I ate the last of my fruit and went without sleep. Worse, I had no time to replenish my stores of mana through rest and meditation. I worked non stop until we were ready to depart.
“The ogres are already causing trouble,” Famigrist complained. “Have you finished your wizardry?”
As the ogres’ wounds healed, they became more defiant. The fact we had stolen their kills filled them with indignation. These monsters, being so huge and powerful, could not quite comprehend that smaller creatures had taken them prisoner. They were too accustomed to being in charge to fully submit.
“All done. It’s not pretty, but it should work.” I held up sets of iron neck collars dangling from long chains. “Let’s put them to the test.”
With some wrangling, Famigrist and I clapped the iron bands on the ogre family. The collars were far too small for the giants, so they were converted to manacles. We chained the monsters by their wrists.
“Okay. This will should keep our big prisoners in line.”
I extended my fire up the chain and channeled mana into the cuffs. The runes inscribed on the metal bands formed a simple array that discharged a blast of energy into the prisoner. The ogre howled in pain as its arms went limp. It slumped over to its side.
“The shocker cuffs aren’t well made. Too many uses will break the magic. But they should last until we get back to the citadel.”
Famigrist eyed the cuffs warily. “Can you make these slave collars for anything?”
“They’re too weak to work on magical creatures like the devil-birds. Any creature with an internal fire could resist the effects. But they could work for normal trolls,” I assured him.
“On our return, you should speak with Master Korkso. Your wizardry might benefit his training the monster army.”
The shock cuffs inflicted an unpleasant sensation on their wearer, but that was a side effect. If its only function was to cause pain, it would end up enraging the defiant monsters until they broke free and attacked. The real purpose of the cuffs was to stun and weaken the captives. The ogre’s arms turned to jelly. It became groggy and confused by the blast, all its anger dispelled.

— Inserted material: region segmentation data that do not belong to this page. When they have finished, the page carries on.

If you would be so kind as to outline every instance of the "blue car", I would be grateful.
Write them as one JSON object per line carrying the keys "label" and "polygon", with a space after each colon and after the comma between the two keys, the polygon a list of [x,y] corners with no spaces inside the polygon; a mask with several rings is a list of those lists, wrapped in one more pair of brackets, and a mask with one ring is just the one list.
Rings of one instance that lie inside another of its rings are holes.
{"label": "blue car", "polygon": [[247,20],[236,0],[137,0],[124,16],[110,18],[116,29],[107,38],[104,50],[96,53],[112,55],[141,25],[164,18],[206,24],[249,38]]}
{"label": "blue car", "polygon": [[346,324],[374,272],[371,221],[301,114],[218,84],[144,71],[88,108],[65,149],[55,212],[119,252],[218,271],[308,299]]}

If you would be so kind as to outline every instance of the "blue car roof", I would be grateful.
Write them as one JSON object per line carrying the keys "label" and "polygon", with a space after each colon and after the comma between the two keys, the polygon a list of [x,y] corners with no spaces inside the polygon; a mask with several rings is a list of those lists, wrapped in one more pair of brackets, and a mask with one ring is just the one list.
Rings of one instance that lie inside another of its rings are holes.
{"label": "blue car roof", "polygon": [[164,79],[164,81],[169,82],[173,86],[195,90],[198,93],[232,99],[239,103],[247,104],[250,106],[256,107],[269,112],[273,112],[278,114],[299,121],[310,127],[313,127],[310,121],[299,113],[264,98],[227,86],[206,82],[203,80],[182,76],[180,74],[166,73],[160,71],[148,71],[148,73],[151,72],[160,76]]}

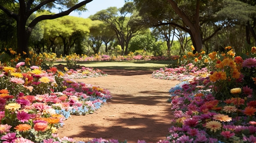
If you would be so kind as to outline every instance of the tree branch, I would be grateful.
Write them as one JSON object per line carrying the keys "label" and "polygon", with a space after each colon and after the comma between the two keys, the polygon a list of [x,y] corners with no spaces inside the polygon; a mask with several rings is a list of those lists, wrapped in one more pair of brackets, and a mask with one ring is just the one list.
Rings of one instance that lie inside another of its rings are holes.
{"label": "tree branch", "polygon": [[[50,1],[50,0],[49,0],[49,1]],[[83,6],[83,5],[84,5],[87,4],[87,3],[92,1],[92,0],[86,0],[83,1],[82,2],[71,7],[68,10],[66,11],[63,11],[59,13],[49,15],[43,15],[38,16],[37,18],[35,18],[35,19],[34,19],[32,21],[32,22],[31,22],[31,23],[29,24],[29,27],[34,28],[37,23],[43,20],[53,19],[60,18],[62,16],[67,15],[71,12]]]}

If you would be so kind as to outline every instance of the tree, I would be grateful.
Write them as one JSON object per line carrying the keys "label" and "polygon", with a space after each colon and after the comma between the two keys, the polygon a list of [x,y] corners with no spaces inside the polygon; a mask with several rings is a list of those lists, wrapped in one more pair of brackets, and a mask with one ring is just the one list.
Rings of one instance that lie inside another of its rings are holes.
{"label": "tree", "polygon": [[[121,15],[119,15],[119,12]],[[142,19],[135,11],[132,2],[126,2],[119,9],[110,7],[98,12],[90,17],[92,20],[104,21],[115,31],[122,48],[121,55],[128,54],[129,42],[131,39],[145,28]],[[128,16],[130,15],[130,17]]]}
{"label": "tree", "polygon": [[[9,16],[15,20],[17,23],[17,46],[18,53],[22,54],[22,51],[28,53],[28,43],[31,32],[38,22],[47,20],[53,19],[69,15],[73,11],[85,10],[83,6],[93,0],[83,0],[78,3],[78,0],[14,0],[12,3],[7,3],[6,1],[0,2],[0,9]],[[9,5],[18,6],[18,11],[11,9]],[[63,11],[64,9],[67,9]],[[42,15],[34,19],[27,25],[29,18],[34,13],[40,11],[45,9],[51,9],[56,8],[61,12],[57,14]]]}
{"label": "tree", "polygon": [[[139,9],[140,15],[145,18],[146,22],[157,23],[157,24],[153,25],[157,26],[170,24],[188,32],[191,37],[196,51],[198,52],[202,48],[204,39],[201,25],[207,22],[214,24],[221,20],[216,17],[216,13],[222,7],[221,0],[134,1]],[[209,37],[212,37],[216,34],[217,31],[220,30],[224,25],[225,23],[216,25],[214,32]]]}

“Since only you understand this strange wizardry, Strythe, that makes you the wrangler for the ogre family. You can tend to them on the march across the highlands and down the mountain pass.”
“Oh no,” I groaned. I needed sleep, not more responsibility.

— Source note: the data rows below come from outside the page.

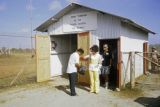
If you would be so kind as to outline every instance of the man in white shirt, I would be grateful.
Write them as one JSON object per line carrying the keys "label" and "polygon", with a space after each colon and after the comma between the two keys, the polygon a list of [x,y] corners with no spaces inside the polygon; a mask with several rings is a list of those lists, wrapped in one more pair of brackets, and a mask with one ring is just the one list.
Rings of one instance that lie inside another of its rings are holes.
{"label": "man in white shirt", "polygon": [[69,58],[67,73],[69,75],[71,96],[76,96],[75,83],[77,79],[77,69],[80,67],[79,59],[80,59],[80,56],[83,55],[83,53],[84,53],[83,49],[81,48],[77,49],[77,51],[72,53]]}

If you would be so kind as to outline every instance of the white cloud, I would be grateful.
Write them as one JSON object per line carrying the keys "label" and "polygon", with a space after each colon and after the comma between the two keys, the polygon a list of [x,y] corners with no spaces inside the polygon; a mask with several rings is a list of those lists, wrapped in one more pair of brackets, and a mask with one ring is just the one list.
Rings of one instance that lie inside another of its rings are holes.
{"label": "white cloud", "polygon": [[68,3],[77,3],[79,0],[66,0]]}
{"label": "white cloud", "polygon": [[34,10],[35,7],[33,7],[32,5],[26,5],[26,9],[30,11],[30,10]]}
{"label": "white cloud", "polygon": [[6,4],[5,4],[5,3],[0,4],[0,11],[4,11],[4,10],[6,10],[6,9],[7,9],[7,7],[6,7]]}
{"label": "white cloud", "polygon": [[28,28],[22,28],[20,30],[20,32],[23,32],[23,33],[28,33],[30,30]]}
{"label": "white cloud", "polygon": [[54,0],[49,4],[49,10],[57,11],[62,8],[62,4],[58,0]]}

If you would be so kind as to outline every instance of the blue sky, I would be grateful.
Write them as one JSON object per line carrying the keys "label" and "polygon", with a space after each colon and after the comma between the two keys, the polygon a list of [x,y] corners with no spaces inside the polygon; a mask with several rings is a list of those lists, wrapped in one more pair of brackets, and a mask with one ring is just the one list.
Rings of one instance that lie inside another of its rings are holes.
{"label": "blue sky", "polygon": [[[0,0],[0,35],[30,36],[30,10],[33,29],[70,2],[120,15],[141,24],[156,35],[150,43],[160,43],[160,0]],[[34,32],[33,32],[34,34]],[[28,38],[0,37],[0,47],[30,47]]]}

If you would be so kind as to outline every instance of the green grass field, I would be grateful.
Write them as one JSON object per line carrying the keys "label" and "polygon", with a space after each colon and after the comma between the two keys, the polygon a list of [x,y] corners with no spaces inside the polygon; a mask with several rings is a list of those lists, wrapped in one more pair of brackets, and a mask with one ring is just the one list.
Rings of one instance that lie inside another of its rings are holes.
{"label": "green grass field", "polygon": [[36,81],[36,61],[30,53],[16,53],[10,56],[0,55],[0,88],[10,86],[13,79],[20,75],[13,85]]}

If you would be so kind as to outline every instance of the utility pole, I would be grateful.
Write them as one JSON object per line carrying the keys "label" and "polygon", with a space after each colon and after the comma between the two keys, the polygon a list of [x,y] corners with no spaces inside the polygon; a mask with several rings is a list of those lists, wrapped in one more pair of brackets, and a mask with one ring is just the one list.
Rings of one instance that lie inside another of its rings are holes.
{"label": "utility pole", "polygon": [[33,54],[33,41],[32,41],[32,0],[29,0],[29,12],[30,12],[31,53]]}

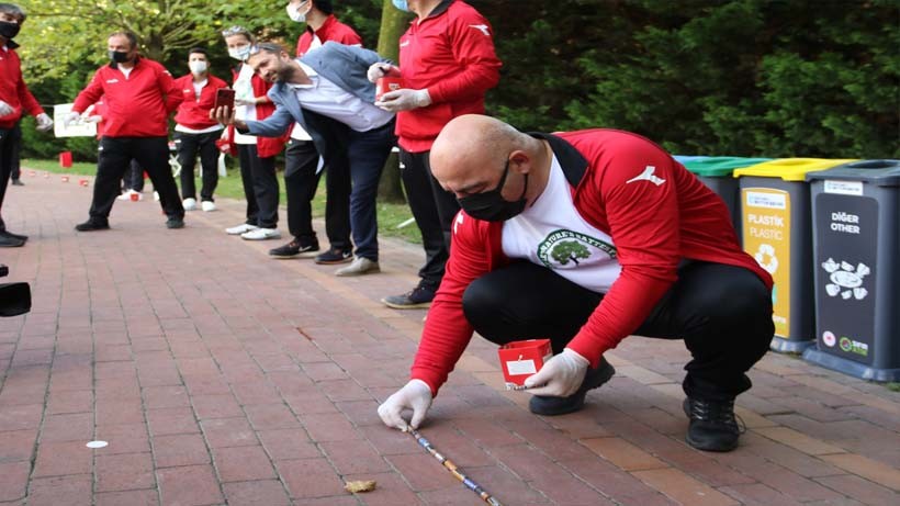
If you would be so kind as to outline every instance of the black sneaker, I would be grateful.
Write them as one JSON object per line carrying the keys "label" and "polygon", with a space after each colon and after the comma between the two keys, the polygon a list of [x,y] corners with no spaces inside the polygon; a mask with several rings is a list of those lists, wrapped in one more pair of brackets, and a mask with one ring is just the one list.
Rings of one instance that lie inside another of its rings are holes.
{"label": "black sneaker", "polygon": [[78,232],[93,232],[93,230],[106,230],[110,228],[110,222],[105,220],[94,220],[90,218],[85,223],[79,223],[75,226],[75,229]]}
{"label": "black sneaker", "polygon": [[316,257],[316,263],[330,266],[334,263],[347,263],[353,261],[353,252],[350,250],[328,248],[327,251]]}
{"label": "black sneaker", "polygon": [[430,306],[434,299],[435,291],[419,284],[402,295],[391,295],[382,299],[381,302],[395,310],[416,310]]}
{"label": "black sneaker", "polygon": [[10,230],[0,232],[0,237],[12,237],[13,239],[29,240],[29,236],[22,234],[13,234]]}
{"label": "black sneaker", "polygon": [[318,255],[318,241],[303,244],[300,239],[294,239],[284,246],[272,248],[269,256],[277,259],[285,258],[312,258]]}
{"label": "black sneaker", "polygon": [[25,241],[22,239],[8,235],[0,236],[0,248],[19,248],[22,246],[25,246]]}
{"label": "black sneaker", "polygon": [[742,429],[734,416],[734,400],[701,401],[687,397],[682,405],[690,419],[687,426],[687,443],[698,450],[731,451],[738,448]]}
{"label": "black sneaker", "polygon": [[532,395],[528,402],[528,409],[536,415],[555,416],[574,413],[584,407],[584,397],[588,390],[596,389],[609,381],[616,374],[616,368],[605,358],[600,358],[597,369],[588,369],[584,382],[578,391],[567,397],[552,397],[549,395]]}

“They are a quite territorial. I doubt the family will leave their hunting grounds without strong encouragement. Furthermore, ogres are notorious for hating water.”
“Then how are we going to get them on the boats?”
“How are you going to get them on the boats... An interesting problem. Perhaps you can create some new magic for that as well.” Famigirst said. I could almost think there was a note of smugness in his growling voice. “Prepare your captives, Strythe, we march at sundown.”